Hi everyone, hopefully someone can help me out. I'm in the class of 2016, planning on taking the 2015 MCAT and applying 2015-2016 cycle. My school isn't letting me take biochem because I haven't taken Quantitative Analysis (our version of Gen Chem 2) but I HAVE taken, Orgo 1 and 2 and Cellular Biology. Anyways, my options at this point are as follows:
1. Audit Biochem to take the MCAT. (Wouldn't get credit, but would have all the info...do admissions look for Biochem as a requirement?)
2. Possibly take Intro to Biochem in the spring....not sure if this would help at all.
3. Wait and take biochem next fall after QA this spring and the push the MCAT and everything back a year.
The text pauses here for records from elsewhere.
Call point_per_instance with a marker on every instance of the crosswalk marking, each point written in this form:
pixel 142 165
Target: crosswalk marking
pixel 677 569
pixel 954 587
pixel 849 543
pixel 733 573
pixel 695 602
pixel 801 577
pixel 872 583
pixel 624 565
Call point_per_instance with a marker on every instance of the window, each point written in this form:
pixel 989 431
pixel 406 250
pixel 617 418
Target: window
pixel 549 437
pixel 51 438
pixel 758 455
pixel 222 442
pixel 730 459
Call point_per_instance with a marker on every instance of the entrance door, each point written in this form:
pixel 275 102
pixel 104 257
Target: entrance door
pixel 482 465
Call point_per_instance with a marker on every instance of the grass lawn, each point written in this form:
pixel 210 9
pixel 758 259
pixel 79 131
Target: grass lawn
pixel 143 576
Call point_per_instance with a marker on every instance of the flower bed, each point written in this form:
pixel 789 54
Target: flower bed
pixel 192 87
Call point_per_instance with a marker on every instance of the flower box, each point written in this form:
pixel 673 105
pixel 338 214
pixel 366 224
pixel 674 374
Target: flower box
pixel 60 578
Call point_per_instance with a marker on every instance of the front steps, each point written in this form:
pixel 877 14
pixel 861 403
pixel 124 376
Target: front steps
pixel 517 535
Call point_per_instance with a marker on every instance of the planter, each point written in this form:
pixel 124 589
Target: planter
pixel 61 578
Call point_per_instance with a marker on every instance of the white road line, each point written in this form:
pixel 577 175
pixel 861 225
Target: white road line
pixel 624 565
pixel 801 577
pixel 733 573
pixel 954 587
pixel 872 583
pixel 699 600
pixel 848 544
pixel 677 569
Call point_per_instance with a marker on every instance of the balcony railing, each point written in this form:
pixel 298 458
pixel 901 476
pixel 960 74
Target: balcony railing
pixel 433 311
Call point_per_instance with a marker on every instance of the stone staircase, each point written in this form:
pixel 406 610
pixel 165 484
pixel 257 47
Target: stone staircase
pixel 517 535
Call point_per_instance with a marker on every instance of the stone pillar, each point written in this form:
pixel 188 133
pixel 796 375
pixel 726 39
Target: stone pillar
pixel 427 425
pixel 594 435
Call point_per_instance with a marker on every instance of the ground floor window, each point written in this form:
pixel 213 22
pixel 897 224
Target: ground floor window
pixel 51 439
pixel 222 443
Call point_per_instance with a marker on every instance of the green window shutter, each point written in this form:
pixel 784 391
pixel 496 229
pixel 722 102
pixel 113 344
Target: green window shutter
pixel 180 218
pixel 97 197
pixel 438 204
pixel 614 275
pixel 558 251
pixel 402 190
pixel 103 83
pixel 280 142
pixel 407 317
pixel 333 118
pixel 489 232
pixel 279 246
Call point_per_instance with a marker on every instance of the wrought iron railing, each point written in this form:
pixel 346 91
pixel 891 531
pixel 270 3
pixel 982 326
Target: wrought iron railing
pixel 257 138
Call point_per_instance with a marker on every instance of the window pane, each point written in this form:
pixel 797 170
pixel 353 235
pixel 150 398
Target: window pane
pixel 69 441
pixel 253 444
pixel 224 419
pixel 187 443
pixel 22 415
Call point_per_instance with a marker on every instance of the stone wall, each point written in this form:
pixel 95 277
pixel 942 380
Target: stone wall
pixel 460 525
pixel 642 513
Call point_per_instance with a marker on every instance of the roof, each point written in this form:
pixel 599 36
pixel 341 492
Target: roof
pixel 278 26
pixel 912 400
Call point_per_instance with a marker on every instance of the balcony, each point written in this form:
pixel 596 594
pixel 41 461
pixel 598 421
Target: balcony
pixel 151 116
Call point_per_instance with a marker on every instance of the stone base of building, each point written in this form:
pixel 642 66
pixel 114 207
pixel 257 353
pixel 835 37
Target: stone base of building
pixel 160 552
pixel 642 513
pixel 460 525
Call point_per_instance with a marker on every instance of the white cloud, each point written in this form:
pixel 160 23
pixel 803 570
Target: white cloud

Please help me out, I'm really stuck and not sure what to do.

Wait how did you even take orgo without taking gen chem 2? Regardless, I would probably audit it and take it later. Get gen chem 2 done and proceed to knock out biochem even after taking the MCAT and before matriculation.
 
Speaking from experience biochem helps a lot on the mcat even if it isn't required. It really refreshes you on material you do need to know including amino acids, sugars, glycolysis, krebs cycle, etc, and can really help you understand physiology (all of these are in the pool of mcat topics). It's a recommended course for a lot of med schools too. Honestly, the courses that helped me the most for the mcat were cell bio, genetics, and biochem.